The company breaks down revenues based on Endpoint ICs and Systems. Systems include reader ICs and other related hardware and software. The revenue split between the two has consistently been around 75% for Endpoint ICs and 25% for Systems.

Impinj: Growing Revenues and Becoming More Profitable

Impinj has been beating estimates on sales and earnings in 2024. After the Q1 earnings report came out on Apr. 24, shares rose nearly 29% in one day. However, the company’s most recent report resulted in shares dropping 14%. This was despite the company beating on both sales and earnings and raising guidance above expectations.

Revenue grew solidly in Q2 at 19% and was up 46% in Q3. Profitability has also improved strongly. The firm's operating margin was 9% in Q2 and just slightly negative in Q3 after several quarters of being deeply negative.

Overall, the stock seems to be rising on the year based on positive sentiment around the market opportunity available for the product. Impinj appears to have established itself as one of the leaders in this silicon-based item tracking space. Another big firm in this space is Zebra Technologies (NASDAQ: ZBRA). However, its business is more diversified and is less focused on attaching RFID enabled technology to every item in a store or warehouse. NXP Semiconductor (NASDAQ: NXPI) also competes in the space.
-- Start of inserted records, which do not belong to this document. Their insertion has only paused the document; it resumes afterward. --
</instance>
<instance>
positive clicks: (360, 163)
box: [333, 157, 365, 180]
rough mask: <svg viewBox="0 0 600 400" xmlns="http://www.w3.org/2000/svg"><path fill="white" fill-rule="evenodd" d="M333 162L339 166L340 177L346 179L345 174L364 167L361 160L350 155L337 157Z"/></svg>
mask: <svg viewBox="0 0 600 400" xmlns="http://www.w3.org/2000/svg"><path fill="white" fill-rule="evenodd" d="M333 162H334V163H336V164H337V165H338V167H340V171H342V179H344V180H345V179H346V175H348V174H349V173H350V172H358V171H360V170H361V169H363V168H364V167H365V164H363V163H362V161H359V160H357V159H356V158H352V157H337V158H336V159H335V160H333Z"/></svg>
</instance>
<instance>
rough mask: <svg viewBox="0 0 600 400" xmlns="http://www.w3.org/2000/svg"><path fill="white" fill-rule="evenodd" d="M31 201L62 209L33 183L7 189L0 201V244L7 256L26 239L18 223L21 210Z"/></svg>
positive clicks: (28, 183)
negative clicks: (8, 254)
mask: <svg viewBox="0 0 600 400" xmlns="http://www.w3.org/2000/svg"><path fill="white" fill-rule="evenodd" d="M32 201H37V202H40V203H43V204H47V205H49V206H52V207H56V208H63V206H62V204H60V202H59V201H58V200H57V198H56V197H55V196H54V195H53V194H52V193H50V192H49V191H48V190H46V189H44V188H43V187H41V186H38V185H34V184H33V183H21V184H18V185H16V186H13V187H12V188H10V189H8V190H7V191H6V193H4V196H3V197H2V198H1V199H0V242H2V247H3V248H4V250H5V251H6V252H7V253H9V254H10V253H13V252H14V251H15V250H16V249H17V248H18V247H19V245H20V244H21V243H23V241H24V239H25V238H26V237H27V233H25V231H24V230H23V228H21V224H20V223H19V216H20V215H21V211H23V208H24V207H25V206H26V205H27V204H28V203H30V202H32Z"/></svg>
Impinj's Untapped Potential Is Huge

The technology that Impinj is selling certainly warrants excitement. RFID tracking offers many advantages over traditional tracking methods, like barcodes. For example, instead of a barcode scanner needing a direct line of sight with a barcode, a reader IC simply needs to be within 10 meters of an endpoint IC to detect it. Additionally, it can collect information from many endpoint ICs extremely fast, communicating with up to 1,000 of them per second.

The market opportunity for Impinj is massive. Companies need to track trillions of items a year in some way. Every item in a store is tracked using a barcode, and the same is true for every package. The advantages of Impinj’s technology suggest it could take over these use cases. The firm describes its IC endpoints as costing "pennies." That means they are fairly cheap but will never be as cheap as barcodes, which cost next to nothing. RFID tagging likely will not make sense for tracking all products, but there remain massive opportunities for Impinj to expand.

One example is around the European Union’s (EU) new Digital Product Passport legislation. This requires all products sold in the EU to have a digital copy to track them. The goal is to track products through their lifecycle to increase sustainability. In 2027, this regulation will go into effect for textiles. Impinj’s capabilities would make it a perfect fit for retailers to comply with this regulation. That alone represents billions of items that could use Impinj’s endpoint ICs.

Overall, Impinj looks very expensive with a forward price-to-earnings ratio of 68x. But to me, that price makes sense when thinking about the massive market opportunity that this company has.